Lusaka freine un partenariat sanitaire majeur avec Washington
Lusaka invoque la défense de la souveraineté nationale face à des clauses controversées liées aux données sanitaires et au secteur minier.
La Zambie a décidé de suspendre un projet d’accord bilatéral de santé conclu avec les États-Unis, estimant que certaines clauses du texte ne servaient pas les intérêts nationaux.
D’une valeur supérieure à un milliard de dollars sur cinq ans, l’accord devait appuyer les efforts de lutte contre le VIH/SIDA et le paludisme, consolider les programmes de santé maternelle et infantile et améliorer les capacités de réponse face aux épidémies. Le dispositif prévoyait également une contribution financière de 340 millions de dollars de la part de Lusaka.

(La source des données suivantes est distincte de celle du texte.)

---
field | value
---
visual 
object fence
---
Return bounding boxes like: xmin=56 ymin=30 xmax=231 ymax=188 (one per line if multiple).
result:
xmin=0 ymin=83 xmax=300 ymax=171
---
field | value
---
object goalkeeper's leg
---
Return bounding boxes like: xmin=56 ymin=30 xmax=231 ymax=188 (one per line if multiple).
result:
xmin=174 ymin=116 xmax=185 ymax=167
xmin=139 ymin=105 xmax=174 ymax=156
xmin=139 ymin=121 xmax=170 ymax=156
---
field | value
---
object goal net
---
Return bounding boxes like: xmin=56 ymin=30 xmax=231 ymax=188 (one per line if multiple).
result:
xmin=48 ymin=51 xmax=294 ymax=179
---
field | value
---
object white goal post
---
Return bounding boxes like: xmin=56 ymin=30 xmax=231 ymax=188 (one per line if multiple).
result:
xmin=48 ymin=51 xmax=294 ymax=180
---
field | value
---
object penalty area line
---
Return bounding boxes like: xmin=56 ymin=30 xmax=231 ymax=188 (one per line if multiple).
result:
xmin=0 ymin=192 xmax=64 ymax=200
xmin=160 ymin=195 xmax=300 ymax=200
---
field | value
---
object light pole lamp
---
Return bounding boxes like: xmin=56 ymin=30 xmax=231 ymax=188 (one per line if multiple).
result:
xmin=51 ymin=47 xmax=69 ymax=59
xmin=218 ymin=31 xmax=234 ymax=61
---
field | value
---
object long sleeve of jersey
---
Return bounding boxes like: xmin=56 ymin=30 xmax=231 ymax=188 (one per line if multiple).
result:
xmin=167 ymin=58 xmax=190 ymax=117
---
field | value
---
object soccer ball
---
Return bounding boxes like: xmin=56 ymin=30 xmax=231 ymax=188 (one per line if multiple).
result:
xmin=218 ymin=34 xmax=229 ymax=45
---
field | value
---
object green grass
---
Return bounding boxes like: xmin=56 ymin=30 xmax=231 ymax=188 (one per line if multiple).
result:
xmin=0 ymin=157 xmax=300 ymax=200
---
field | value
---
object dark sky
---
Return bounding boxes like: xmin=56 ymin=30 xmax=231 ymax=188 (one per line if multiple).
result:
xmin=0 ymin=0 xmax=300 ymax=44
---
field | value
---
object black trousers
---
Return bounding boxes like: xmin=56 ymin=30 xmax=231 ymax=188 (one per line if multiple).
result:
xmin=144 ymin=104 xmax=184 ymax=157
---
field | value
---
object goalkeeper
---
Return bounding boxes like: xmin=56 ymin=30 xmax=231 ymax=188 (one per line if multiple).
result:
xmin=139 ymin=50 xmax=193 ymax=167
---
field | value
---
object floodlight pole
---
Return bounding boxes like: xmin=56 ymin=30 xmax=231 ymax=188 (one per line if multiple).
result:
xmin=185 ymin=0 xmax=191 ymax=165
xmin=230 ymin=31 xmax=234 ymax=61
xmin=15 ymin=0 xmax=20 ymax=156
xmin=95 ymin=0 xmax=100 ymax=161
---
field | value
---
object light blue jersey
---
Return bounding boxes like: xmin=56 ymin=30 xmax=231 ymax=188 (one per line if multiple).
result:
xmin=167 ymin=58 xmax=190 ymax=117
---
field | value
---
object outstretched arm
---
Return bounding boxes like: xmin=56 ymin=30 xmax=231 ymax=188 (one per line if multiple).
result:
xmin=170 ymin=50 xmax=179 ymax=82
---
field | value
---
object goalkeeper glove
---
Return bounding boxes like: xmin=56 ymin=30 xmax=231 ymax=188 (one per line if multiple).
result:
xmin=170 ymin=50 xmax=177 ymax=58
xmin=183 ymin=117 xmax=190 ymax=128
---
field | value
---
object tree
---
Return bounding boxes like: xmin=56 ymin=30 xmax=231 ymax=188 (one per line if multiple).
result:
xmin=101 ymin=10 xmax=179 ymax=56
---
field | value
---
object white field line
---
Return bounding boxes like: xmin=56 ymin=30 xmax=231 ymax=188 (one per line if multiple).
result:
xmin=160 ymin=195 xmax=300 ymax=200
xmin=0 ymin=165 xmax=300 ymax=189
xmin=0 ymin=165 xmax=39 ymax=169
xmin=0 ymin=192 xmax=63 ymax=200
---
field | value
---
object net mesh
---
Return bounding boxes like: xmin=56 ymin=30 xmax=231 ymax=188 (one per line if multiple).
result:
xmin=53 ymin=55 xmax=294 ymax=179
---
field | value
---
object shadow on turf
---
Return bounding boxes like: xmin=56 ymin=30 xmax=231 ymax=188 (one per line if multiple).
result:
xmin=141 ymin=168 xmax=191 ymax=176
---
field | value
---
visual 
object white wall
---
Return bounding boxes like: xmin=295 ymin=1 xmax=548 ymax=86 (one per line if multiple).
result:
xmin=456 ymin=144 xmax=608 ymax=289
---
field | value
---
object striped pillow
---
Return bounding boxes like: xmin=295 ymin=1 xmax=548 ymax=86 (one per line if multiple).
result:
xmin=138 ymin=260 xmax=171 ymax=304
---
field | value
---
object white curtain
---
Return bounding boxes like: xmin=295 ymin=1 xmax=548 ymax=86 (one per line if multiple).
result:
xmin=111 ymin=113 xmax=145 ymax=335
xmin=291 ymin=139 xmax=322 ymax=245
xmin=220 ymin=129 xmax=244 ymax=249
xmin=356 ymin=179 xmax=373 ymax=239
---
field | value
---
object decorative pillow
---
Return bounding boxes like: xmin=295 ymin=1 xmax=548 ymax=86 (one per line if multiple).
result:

Cependant, plusieurs dispositions ont suscité la controverse. Le financement était notamment lié à un engagement bilatéral intégrant une coopération dans le secteur minier ainsi qu’un partage de données sur les agents pathogènes pour une durée de dix ans. Ces conditions ont soulevé des préoccupations quant au respect de la souveraineté nationale et à l’utilisation potentielle des informations sensibles collectées.
Des organisations non gouvernementales, tant locales qu’internationales, ont dénoncé ces clauses, estimant qu’elles privilégiaient les intérêts d’entreprises minières au détriment des priorités sanitaires essentielles pour la population zambienne.
La Zambie n’est pas un cas isolé sur le continent. Le Zimbabwe a récemment interrompu un accord similaire évalué à 367 millions de dollars. De son côté, le Kenya a vu l’application d’un protocole d’accord (Memorandum of Understanding) suspendue par la justice, invoquant des préoccupations liées à la protection des données.
Pour le président Hakainde Hichilema, cette décision traduit la volonté du gouvernement de renforcer l’autonomie du pays et de réduire sa dépendance à l’aide extérieure. Elle intervient dans un contexte où Washington tend à conditionner davantage son soutien financier à des objectifs stratégiques et économiques élargis.